PLA melt crystallization and stereocomplex formation enhancement by means of nucleation and plasticization
Sajjad Saeidlou, Michel A. Huneault, Hongbo Li, Chul B. Park, May 2013
Effect of the two crystallization enhancement strategies, i.e. nucleation and plasticization, which are commonly used to promote polylactide (PLA) homocrystallization was investigated on the stereocomplex formation between poly(L-lactic acid) (PLLA) and poly(D-lactic acid) (PDLA). The goal was to enhance the kinetics and yield of stereocomplex formation from the melt for future applications in PLA melt processing. Blends with 5% PDLA with nucleating agent and/or plasticizer were prepared via melt-blending and characterized by differential scanning calorimetry (DSC) technique.
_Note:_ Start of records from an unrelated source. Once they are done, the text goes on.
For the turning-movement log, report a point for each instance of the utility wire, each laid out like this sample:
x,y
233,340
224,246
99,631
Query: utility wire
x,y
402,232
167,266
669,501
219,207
Results suggest that combination of nucleation and plasticization is very effective in simultaneous enhancement of stereocomplex formation and homocrystallization.
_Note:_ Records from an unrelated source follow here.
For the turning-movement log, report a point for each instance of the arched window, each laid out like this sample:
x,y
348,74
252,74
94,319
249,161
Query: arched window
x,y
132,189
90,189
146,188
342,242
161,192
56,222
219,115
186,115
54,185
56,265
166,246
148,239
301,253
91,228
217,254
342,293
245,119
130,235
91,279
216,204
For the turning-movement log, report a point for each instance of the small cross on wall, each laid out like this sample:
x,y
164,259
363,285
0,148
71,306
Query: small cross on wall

An Investigation of Vibration-Assisted Injection Molding Manufactured Polymer Material and The Effect of Molecular Orientation on Biodegradation Activity
Qi Li, John W. Rodgers, John P. Coulter, May 2013
Molecular orientation is a polymer property directly affected by the method in which it was processed. Both amorphous and crystalline sections of a polymeric part can be oriented through the use of a specialized injection molding process known as Vibration-Assisted Injection Molding (VAIM). By changing the molding process parameters, different levels of molecular orientation can be achieved. Polymer samples with various levels of molecular orientation will present different mechanical and chemical properties. Biocompatible polymer parts containing tailored levels of molecular orientation may broaden the use of such substrates for tissue engineering applications. Some persuasive results obtained at the end of this study denoted that the modified molecular orientation could influence the degradation manner of PLA specimens. Based on this investigation, it appears that specimens with higher levels of molecular orientation have an enhanced tensile strength along the orientation direction and these samples are more resistant to hydrolysis, indicated by a slower degradation rate.
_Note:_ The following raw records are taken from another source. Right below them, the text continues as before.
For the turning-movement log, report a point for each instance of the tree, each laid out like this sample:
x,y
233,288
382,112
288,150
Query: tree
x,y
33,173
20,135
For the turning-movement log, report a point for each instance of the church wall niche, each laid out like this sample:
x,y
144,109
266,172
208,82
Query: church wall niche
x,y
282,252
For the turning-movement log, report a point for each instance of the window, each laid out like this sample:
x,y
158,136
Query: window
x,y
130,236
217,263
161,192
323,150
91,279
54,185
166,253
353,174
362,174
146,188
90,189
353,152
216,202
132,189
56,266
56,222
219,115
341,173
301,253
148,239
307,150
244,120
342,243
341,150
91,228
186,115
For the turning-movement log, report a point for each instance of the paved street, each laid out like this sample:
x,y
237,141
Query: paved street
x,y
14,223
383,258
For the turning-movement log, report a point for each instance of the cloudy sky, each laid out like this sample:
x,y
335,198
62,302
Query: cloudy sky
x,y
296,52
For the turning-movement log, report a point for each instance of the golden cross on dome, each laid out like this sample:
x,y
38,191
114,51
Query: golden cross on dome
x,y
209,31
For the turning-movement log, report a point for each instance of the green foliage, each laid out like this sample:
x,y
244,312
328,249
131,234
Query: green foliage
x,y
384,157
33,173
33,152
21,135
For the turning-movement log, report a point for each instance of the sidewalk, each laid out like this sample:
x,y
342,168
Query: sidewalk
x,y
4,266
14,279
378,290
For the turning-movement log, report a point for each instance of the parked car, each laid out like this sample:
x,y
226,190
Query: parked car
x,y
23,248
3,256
Validation of an Analytical Method to Estimate the Bulk Melt Temperature from In-Mold Temperature Data
Gabriel A. Mendible, Stephen Johnston, May 2013
An analytical method for estimating the bulk melt temperature in the injection molding process by means of in-mold temperature sensors data has been validated. The method was evaluated for experimental data and data acquired with a computer simulation of the process. The simulation considered the heat flux and heat accumulation throughout the cycle in the mold. For the simulation, a full 3D model of the mold geometry was developed. Most trends correlated for both simulated and experimental data; however, the magnitude of the predictions varied due to the sensitivity of the analysis to the parameters.